Mental Overload. Experts coined this phrase to accurately describe the process in which women and men who multitask as the CEO of their household try to balance ridiculously busy lives.
Managing filled calendars, chauffeuring kids to piano lessons and meeting work deadlines is the emotional labor so many undergo to manage the feelings and emotions of everyone circling within their orbit—and all of this adds up to serious emotional and physical tolls. Minor (and major) health concerns start to pop up, leaving these same people scratching their heads and wondering, “Why me?”
And, you don’t have to have children to feel this burden.
One day while I was facing an slew of online work deadlines, making dinner, and fielding phone calls over, yet another family catastrophe, I was thrown into my own personal tailspin; all of this exacerbated by lack of sleep and not taking care of myself. And, as I stood there in the whirlwind of my reality, I just cried big heavy tears — feeling misunderstood and like I was being way too emotional over seemingly trivial things.
But it is those multiple trivial things, and truly thinking in the depths of our hearts that we can accomplish them all at once, that is the source of mental overload.
I am not alone in this!
Overburdened and stressed-out women (and men) like myself are not hard to find, according to articles and blogs nationwide. Look in the mirror, or talk to your best friend or neighbor, and you will discover another household taskmaster who is juggling work, volunteering, raising kids, and managing every detail that falls between morning and night.
This health scenario affects all people of all ages and lifestyles, experts say. But there are many things you can do to alleviate stress and find balance, including exercise, meditation and advocating for your own health.
The day I stood there in the kitchen sobbing over my lack of broccoli I needed for my stir-fry, I realized big changes needed to happen.
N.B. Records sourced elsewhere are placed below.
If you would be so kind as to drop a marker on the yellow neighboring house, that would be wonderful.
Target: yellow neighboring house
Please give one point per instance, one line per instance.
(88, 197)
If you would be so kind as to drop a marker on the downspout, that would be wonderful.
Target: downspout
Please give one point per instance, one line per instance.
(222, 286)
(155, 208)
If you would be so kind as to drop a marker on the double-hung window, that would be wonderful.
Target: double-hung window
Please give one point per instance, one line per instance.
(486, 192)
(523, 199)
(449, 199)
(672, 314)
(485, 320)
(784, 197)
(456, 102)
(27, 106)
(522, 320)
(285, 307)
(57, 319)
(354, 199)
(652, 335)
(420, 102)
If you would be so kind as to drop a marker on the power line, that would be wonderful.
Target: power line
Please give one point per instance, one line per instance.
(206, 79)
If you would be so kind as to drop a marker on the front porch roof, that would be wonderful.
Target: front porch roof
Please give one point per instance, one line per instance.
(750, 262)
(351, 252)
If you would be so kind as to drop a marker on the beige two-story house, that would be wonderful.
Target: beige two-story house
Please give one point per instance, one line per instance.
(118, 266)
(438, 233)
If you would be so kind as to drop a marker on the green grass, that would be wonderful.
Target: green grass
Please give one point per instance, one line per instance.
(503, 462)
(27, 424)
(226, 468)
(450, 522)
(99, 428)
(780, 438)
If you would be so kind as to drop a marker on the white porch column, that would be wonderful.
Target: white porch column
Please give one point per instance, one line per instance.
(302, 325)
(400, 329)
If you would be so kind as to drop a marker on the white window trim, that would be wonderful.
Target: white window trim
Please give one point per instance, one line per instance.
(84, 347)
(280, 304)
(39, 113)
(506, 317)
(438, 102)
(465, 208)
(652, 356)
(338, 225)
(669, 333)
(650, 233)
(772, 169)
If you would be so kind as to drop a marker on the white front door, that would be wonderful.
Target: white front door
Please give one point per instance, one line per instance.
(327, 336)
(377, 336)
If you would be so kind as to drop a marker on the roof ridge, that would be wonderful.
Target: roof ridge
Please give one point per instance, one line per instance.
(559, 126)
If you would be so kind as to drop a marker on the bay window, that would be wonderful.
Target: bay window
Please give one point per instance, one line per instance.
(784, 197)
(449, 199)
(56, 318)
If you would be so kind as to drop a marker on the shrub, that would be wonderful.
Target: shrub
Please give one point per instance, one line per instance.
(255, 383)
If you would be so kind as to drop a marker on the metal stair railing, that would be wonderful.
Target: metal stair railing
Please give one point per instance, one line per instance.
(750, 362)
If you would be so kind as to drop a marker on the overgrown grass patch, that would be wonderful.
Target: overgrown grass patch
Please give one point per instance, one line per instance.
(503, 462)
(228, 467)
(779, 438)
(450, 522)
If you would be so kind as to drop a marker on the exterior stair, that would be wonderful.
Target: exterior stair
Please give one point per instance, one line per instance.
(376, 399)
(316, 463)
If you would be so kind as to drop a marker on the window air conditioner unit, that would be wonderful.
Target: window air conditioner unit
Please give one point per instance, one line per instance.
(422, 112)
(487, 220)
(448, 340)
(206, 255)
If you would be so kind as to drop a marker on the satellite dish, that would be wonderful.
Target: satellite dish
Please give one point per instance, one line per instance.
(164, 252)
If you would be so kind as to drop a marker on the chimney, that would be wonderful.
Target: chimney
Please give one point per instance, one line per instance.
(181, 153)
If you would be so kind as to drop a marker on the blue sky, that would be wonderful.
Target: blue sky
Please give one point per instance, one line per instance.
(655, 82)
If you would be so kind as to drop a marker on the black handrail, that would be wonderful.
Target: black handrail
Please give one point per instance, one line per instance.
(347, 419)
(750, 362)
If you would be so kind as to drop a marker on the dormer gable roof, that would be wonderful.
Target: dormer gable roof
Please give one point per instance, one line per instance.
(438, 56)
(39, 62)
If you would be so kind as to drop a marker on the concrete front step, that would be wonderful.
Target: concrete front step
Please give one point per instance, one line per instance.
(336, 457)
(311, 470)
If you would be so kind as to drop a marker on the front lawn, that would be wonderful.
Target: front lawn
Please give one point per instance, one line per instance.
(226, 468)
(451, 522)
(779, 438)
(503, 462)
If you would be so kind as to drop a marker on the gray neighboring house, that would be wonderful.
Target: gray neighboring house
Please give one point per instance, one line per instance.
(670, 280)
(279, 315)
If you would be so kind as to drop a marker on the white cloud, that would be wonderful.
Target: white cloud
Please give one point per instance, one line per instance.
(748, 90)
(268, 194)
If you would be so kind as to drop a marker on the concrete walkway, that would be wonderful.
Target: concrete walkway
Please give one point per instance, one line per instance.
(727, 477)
Serious Symptoms And Emotional Loads
Rosie Parrish, a naturopathic doctor at Boulder Natural Health in Boulder, states that she sees an increasing number of women suffering fatigue, weight gain and overall neglect of their health. “It’s because they are so taxed caretaking for others, and they don’t prioritize their own health,” she says. It’s these women who wind up with hypertension, prediabetes, obesity, hair loss, insomnia and low libido.
There are serious symptoms and conditions that can lead to even more concerning issues— anemia, heart failure, thyroid disorders, autoimmune disease, viral infections, digestive disorders and more.
Prioritizing self-care is truly key. I know that can be hard when you have so much going on, but incorporating self-care helps to offset the overload and helps you to come back to balance. Some of my favorites are meditations, mindfulness, exercise, breathing techniques, eating a healthy diet, staying hydrated, reading, gardening, and trying to get enough sleep.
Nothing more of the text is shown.